Global Configuration

jQuery Mobile now has a number of ways to override the initial configuration of a number of aspects of the framework (such as disabled Ajax-style links or forms). This can allow you to sculpt jQuery Mobile to work in situations that are more-specialized and don’t fit the complete design methodology of the framework (giving you the ability to only use a couple widgets rather than the framework as whole, for example).

Media Query Helpers

A new set of CSS classes have been introduced that are automatically updated on resize and orientationchange that you can use to scale your layout to particular devices and rotations.

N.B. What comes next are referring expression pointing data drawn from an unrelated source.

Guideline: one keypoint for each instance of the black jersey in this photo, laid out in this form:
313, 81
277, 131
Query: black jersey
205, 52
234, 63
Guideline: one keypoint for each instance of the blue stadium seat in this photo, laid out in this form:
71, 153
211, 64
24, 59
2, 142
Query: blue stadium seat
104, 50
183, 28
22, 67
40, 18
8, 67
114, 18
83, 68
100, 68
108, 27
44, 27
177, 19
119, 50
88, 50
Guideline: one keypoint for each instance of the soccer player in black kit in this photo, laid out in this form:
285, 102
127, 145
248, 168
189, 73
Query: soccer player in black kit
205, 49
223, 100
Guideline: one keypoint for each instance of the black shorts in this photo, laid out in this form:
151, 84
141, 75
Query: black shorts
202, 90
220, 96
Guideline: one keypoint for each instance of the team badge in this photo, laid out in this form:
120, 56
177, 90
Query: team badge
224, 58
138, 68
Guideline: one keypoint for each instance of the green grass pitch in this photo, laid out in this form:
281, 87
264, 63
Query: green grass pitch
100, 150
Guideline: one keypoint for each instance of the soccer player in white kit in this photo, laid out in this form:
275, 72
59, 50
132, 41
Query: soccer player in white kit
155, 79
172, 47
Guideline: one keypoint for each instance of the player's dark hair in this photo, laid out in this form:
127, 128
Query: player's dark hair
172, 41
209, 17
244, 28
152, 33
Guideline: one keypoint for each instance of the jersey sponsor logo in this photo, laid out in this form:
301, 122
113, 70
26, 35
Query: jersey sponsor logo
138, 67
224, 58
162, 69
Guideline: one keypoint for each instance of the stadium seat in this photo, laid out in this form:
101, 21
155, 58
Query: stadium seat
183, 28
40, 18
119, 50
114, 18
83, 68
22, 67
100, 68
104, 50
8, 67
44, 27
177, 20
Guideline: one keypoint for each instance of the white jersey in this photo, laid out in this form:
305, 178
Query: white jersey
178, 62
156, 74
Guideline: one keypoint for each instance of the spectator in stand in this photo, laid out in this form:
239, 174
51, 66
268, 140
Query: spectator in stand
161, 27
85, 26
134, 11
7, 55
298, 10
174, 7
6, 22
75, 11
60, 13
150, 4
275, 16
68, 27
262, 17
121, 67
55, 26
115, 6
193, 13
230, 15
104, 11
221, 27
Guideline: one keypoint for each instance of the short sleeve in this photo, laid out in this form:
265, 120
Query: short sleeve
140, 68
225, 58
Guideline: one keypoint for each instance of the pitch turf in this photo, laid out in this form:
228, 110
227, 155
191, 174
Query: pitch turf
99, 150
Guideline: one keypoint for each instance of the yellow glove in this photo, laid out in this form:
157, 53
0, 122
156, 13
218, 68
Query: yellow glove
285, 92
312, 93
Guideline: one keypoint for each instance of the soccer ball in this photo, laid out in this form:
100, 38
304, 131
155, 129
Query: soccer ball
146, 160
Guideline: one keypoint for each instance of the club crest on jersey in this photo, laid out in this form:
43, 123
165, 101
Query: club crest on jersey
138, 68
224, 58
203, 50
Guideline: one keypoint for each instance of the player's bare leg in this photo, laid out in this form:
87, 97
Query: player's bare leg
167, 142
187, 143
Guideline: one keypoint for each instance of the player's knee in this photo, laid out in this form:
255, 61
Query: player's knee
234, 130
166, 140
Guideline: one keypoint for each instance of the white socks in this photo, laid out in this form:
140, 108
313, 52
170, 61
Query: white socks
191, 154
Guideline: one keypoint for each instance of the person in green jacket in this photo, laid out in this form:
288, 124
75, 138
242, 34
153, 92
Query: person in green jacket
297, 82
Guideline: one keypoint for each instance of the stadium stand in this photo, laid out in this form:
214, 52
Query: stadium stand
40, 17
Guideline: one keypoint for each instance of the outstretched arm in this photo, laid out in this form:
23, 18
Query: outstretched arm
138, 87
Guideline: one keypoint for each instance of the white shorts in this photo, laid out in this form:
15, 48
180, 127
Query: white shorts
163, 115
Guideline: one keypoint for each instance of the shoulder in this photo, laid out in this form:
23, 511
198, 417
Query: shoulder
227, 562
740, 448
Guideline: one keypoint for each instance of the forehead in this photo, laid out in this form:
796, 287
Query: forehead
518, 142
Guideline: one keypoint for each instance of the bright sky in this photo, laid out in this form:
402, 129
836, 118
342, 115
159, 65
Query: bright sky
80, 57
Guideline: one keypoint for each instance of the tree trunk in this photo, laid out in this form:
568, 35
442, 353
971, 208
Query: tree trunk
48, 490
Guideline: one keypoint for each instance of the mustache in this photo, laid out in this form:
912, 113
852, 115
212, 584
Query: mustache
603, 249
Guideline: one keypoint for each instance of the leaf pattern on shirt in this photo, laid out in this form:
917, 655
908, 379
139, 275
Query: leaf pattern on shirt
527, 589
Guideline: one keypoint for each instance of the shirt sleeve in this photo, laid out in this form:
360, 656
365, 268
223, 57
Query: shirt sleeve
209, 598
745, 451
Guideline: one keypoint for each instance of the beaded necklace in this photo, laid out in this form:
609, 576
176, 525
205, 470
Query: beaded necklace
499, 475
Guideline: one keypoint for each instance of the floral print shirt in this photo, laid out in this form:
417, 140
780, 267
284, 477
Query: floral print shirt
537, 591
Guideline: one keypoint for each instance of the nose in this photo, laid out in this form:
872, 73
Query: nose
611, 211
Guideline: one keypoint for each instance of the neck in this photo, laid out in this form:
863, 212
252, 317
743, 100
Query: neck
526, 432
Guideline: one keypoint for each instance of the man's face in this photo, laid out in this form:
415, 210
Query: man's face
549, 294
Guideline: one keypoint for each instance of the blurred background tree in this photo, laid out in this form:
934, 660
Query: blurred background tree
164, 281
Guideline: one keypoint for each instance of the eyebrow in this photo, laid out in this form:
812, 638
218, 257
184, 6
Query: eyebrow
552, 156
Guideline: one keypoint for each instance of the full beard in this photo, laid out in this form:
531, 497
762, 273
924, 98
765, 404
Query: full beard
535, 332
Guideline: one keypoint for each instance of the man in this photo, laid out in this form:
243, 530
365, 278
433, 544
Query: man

These are designed to work even in browsers that don’t support CSS Media Queries.

New Methods

A number of static methods have been added to make some common tasks quite simple, such as: Scrolling the page, showing the loading message, changing pages, and other tasks.

Events

The documentation for jQuery Mobile’s events has been drastically improved. jQuery Mobile publishes a number of events that can be utilized to write complex mobile applications (and can be used separately from the jQuery Mobile framework).

Thanks

For this release we would like to thank Filament Group (specifically Scott Jehl who was responsible for much of the development of the release and Todd Parker who was responsible for the design), Adobe (specifically Kin Blas who helped to fix a number of bugs and Jorge Taylor), Ben Alman (for helping to improve orientationchange), RIM (for providing us with test devices), and Nokia (for providing us with test devices).